This is a notebook to explain how to connect Arm Treasure Data from R.

Ingest data

We will use Chicago Smart Green data, which is used in this tutorial.

Before executing this tutorial, ensure the data is uploaded as follows:

  1. Get City of Chicago energy benchmarking data
  2. Go to connection catalog on TD console and upload the dump CSV file to your own database

Install dependencies

First time you have to install all dependent packages.

install.packages("rJava")
install.packages("RJDBC", dependencies=TRUE)

For this tutorial, we will use following packages:

install.packages(c("dplyr", "dbplyr", "ggplot2"))

Connect to Arm Treasure Data

Connect TD using RJDBC package. Before connecting to TD, Download TD JDBC driver from here. Replace JDBC jar path for your environment.

library(RJDBC)
## Loading required package: DBI
## Loading required package: rJava
.jinit()

drv <- JDBC("com.treasuredata.jdbc.TreasureDataDriver",
  "/Users/ariga/bin/td-jdbc-0.5.10-jar-with-dependencies.jar",
  identifier.quote='"')

Then, you can connect TD as follows. Before using this command, you need to set “TD_API_KEY” as an environment variable.

con <- dbConnect(drv,
  "jdbc:td://api.treasuredata.com/chicago_smart_green;useSSL=true",
  type="presto",
  apikey=Sys.getenv("TD_API_KEY"))

This connection assumes to use chicago_smart_green database with Presto as a query engine.
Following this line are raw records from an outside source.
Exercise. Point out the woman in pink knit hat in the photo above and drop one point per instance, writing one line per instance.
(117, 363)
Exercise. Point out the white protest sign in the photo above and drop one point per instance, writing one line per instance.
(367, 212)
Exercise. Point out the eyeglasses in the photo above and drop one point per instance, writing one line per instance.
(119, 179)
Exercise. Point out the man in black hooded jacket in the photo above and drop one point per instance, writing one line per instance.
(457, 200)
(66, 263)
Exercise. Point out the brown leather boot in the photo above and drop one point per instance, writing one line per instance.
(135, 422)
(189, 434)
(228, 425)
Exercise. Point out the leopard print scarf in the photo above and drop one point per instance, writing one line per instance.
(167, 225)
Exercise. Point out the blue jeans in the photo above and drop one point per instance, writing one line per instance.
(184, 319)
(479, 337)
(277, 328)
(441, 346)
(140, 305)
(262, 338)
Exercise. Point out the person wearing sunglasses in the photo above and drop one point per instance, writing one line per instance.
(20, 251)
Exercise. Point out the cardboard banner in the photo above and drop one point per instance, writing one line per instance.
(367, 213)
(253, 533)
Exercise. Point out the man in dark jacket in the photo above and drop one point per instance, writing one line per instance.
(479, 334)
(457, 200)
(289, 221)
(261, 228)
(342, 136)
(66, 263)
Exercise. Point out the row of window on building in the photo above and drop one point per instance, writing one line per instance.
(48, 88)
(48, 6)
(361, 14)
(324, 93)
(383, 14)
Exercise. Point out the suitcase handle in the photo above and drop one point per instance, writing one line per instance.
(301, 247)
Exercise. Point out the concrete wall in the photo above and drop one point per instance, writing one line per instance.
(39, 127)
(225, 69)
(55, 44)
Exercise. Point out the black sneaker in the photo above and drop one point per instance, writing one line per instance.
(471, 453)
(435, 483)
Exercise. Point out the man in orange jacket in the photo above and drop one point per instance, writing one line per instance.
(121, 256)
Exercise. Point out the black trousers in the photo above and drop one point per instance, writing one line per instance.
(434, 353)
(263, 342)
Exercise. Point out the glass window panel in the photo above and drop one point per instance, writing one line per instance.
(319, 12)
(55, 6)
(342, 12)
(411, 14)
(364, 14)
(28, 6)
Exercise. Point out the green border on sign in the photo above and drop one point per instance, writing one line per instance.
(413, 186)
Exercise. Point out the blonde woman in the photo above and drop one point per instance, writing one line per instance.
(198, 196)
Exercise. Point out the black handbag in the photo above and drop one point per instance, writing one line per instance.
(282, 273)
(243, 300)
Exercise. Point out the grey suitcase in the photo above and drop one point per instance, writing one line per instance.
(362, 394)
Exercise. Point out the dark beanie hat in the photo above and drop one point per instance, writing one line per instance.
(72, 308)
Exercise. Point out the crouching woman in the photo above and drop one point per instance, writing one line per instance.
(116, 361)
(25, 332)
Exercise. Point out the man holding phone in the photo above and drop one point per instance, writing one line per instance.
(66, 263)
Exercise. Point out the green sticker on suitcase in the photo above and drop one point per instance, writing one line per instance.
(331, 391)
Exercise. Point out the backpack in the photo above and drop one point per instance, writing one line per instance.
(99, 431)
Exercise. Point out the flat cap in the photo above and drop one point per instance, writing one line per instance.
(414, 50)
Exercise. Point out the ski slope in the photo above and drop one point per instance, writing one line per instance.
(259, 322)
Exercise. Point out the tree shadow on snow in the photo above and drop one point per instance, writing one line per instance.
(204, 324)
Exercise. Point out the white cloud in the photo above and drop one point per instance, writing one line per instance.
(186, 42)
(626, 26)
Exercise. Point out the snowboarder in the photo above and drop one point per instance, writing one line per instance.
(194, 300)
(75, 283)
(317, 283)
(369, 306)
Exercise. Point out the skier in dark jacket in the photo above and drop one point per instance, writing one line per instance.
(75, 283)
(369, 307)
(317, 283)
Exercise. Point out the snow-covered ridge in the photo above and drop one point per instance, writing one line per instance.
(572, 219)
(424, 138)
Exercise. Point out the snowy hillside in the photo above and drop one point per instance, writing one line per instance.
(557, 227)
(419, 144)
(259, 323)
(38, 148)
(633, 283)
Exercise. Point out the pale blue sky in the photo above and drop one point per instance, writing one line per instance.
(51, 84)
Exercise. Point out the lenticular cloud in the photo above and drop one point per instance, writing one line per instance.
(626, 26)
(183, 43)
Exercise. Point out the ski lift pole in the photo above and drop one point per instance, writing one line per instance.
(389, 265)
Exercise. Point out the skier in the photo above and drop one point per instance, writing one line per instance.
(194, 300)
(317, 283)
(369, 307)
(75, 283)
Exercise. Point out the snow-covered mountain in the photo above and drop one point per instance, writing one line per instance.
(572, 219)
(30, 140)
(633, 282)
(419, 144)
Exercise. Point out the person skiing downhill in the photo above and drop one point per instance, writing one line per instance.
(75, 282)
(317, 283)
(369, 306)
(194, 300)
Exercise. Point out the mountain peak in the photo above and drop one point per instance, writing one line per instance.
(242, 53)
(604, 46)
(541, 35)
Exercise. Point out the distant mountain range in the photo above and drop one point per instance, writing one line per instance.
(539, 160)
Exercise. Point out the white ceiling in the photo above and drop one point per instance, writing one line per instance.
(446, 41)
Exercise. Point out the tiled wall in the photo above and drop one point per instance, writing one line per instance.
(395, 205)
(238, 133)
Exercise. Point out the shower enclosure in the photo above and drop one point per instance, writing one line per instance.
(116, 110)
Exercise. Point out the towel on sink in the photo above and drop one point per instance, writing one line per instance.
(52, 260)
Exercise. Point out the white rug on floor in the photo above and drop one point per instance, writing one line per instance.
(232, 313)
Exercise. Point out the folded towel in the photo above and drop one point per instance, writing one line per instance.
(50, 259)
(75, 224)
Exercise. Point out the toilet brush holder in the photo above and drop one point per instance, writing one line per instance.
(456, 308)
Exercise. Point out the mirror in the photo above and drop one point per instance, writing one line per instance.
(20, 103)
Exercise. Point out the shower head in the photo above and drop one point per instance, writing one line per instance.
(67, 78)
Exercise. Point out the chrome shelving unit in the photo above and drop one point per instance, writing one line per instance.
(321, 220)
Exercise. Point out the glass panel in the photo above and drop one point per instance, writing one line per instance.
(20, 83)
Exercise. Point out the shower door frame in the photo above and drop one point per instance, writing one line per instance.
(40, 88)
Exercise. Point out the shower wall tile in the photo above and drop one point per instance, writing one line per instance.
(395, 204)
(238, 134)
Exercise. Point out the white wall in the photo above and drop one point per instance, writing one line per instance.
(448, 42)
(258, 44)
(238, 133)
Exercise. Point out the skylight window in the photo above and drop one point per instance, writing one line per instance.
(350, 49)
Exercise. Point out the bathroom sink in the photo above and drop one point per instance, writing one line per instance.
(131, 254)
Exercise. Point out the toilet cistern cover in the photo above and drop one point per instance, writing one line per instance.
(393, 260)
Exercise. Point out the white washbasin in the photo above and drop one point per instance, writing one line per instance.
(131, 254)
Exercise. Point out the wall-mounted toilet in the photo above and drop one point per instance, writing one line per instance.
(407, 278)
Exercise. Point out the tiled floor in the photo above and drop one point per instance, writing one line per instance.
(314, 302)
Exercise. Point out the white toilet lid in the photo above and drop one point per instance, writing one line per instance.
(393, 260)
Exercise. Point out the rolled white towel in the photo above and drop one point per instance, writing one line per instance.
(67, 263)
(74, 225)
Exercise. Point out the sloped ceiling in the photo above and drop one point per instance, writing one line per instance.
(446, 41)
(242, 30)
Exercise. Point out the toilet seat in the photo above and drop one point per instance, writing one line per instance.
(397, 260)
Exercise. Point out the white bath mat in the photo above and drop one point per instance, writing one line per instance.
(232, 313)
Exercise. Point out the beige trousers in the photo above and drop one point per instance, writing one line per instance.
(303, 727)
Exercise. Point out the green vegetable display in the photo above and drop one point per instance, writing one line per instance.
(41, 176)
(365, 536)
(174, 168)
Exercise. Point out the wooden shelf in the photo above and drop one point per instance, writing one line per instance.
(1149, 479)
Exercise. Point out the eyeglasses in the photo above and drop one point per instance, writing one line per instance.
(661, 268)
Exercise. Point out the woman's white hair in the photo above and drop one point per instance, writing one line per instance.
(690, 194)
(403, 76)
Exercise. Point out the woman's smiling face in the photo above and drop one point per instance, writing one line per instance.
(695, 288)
If you want to use Hive as a query engine, you can change type as "hive" instead.

You can list the table names in the chicago_smart_green DB using the function dbListTables from DBI.

library(DBI)

dbListTables(con)
## [1] "energy_benchmarking" "model"               "samples"            
## [4] "vectors"

You can list column names via dbListFields(con, "energy_benchmarking").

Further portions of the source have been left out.